The clashes that broke out on 15 April, 2023 between the Sudanese National Army and the Rapid Support Forces has had a devastating impact. thousands are left dead and displaced in addition to massive destruction in buildings and infrastructure. The conflict soon devolved into a full-scale civil war.
Seven months into this war, it’s now more evident that the militia has no political goals other than seizing power, regardless of the violence it may cause and the humanitarian cost the Sudanese people will pay. The U.S. should stay true to its earlier pledge to disband the militia; such a step is obviously in the interest of both the U.S. and the Sudanese people in the long run.

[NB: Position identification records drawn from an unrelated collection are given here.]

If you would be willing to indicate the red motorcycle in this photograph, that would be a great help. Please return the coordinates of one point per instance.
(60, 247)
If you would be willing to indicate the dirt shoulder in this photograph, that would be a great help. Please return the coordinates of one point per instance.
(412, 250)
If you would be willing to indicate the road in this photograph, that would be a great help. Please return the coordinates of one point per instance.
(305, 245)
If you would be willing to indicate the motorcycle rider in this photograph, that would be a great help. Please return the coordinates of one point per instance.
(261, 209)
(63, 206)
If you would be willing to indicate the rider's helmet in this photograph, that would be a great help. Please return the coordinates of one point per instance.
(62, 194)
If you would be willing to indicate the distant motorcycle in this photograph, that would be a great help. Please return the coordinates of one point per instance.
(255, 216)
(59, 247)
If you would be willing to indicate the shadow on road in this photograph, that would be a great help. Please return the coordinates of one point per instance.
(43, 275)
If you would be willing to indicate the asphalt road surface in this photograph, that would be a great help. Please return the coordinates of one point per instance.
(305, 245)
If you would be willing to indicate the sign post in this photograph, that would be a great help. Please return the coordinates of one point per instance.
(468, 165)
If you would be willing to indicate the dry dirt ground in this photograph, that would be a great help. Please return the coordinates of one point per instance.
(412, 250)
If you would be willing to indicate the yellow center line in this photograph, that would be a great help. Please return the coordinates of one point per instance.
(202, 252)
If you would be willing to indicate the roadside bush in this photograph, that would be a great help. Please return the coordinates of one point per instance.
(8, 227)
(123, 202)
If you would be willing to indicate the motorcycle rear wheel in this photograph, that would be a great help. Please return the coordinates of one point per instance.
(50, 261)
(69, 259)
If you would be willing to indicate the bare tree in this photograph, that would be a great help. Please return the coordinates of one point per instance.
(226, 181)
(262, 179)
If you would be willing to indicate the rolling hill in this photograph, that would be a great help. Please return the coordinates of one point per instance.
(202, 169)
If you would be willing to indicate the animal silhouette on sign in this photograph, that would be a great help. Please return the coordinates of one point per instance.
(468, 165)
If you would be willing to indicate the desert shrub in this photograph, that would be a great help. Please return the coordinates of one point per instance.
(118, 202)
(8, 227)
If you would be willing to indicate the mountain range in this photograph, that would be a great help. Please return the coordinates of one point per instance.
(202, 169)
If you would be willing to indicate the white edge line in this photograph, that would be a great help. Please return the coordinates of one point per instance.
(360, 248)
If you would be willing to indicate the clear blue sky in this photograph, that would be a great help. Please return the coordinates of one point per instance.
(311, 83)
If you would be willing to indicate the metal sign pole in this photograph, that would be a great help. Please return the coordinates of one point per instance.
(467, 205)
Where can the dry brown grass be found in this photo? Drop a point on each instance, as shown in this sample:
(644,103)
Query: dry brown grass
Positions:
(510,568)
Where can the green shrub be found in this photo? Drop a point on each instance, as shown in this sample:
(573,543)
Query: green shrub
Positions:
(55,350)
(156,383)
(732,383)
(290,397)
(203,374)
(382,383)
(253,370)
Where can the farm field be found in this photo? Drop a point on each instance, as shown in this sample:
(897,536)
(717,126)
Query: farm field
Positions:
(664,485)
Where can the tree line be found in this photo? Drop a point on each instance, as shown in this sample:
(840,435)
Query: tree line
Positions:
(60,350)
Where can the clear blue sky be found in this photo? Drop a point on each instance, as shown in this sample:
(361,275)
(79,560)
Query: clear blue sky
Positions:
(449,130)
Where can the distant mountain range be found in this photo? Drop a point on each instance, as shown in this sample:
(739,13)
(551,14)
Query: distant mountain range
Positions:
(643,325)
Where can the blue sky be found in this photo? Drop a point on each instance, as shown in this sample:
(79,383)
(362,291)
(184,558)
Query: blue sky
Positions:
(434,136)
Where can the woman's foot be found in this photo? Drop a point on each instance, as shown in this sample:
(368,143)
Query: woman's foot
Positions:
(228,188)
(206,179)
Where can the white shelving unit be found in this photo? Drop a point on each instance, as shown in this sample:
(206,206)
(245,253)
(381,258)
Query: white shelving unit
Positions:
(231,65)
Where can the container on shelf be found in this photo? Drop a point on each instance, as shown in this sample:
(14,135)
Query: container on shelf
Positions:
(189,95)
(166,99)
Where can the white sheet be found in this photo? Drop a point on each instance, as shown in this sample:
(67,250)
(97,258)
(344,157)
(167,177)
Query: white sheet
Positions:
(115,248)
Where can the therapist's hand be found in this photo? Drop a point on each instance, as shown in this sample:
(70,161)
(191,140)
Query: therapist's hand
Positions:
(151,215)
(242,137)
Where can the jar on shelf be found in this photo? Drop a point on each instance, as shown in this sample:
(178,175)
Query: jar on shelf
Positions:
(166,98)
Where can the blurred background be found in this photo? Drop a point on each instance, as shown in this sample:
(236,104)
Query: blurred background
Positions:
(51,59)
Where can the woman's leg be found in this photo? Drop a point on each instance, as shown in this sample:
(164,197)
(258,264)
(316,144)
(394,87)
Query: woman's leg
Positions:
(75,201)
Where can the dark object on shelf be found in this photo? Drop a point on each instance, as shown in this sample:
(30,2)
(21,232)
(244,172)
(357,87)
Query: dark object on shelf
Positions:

The Rapid Support Forces was officially created in 2013 primarily to restructure the notorious Janjaweed militia. The aim was to back up the counterinsurgency operations in Darfur and South Kordofan. Later, in 2017, the Sudanese parliament passed a law that organized and legitimized the militia’s activities. Many independent reports exposed that the militia has committed countless crimes and atrocities, including destroying villages, killing protestors,sexual violations and rape, mass killings, and unlawful detention, in addition to targeting hospitals and churches during the ongoing war.
The U.S. foreign policy toward the Sudanese war currently abstains from taking the firm side. Its effort has been focusing on evacuating its citizens, monitoring violations, and providing humanitarian aid, in addition to mediating the peace talks and leveraging the diplomatic connection. Most recently, in early September sanctions were placed on the deputy head of RSF by the U.S. based upon on human rights violations and abuses. However, considering the severe threat that the militia poses to the U.S. and the Sudanese people’s interests, the U.S. effort should address the crisis at its root and focus on pushing to dismantle the militia. There are practical and moral reasons that would persuade U.S. policymakers to adopt this strategy.
The militia developed strong ties with the Russian Wagner group. For instance, during the ongoing war, it was exposed Wagner supplied the militia with missiles and aid from Libya in addition to backing the militia by sending light weapons and anti-aircraft guns from the Central African Republic In exchange for receiving Sudan’s smuggled gold in visiting Russia and defending its invasion to Ukraine and refusing the U.S. warning of hiring Wagner in Sudan war, the militia leader has proved several times to be future’s man in the African continent.
The recent scale of violations committed by the Rapid Support Forces members exposes that the militia leader has no complete control over it and foretells Sudan will fall into a fragile state if the group emerges victorious. Such senario will not only prove disastrous for Sudan and its people, but also have widespread influence on the global supply chains and production companies. For instance, the Gum Arabic, which Sudan produces more than 70% of the world supply and represents the main ingredient in soft drink such as Coca-Cola and Pepsi and cosmetic products, could be heavily impacted.
Last June, the Rapid Support Forces and its allied Arabic militias, committed large-scale massacres and ethnic cleansing in Darfur against the African tribes. Thousands were killed and raped and forced to displace out of their homes. Still, given the motivations and goals of these forces and militias to change the region’s demographics, we will most likely witness several crimes shortly. The U.S. has a moral ground to prevent the subsequent genocide in Darfur.
It’s time for the U.S. to reconsider its policy towards Sudan, which UAE primarily shapes. The RSF militia leading supporter, will work against its interests in the long term. Moreover, it will sustain, even indirectly, as a group of war militia whose leader previously threatened to send the whole country into the unknown if ever requested to integrate his troops into a unified national army. The U.S. must push to disband them, but this goal will only be practically achieved by placing more sanctions and pressure on countries such as Chad and UAE to stop backing these groups with military lifeline support.
Mohamed Suliman is a Sudanese writer based in Boston. USA, his most recent articles focus on the RSF militia and its violations.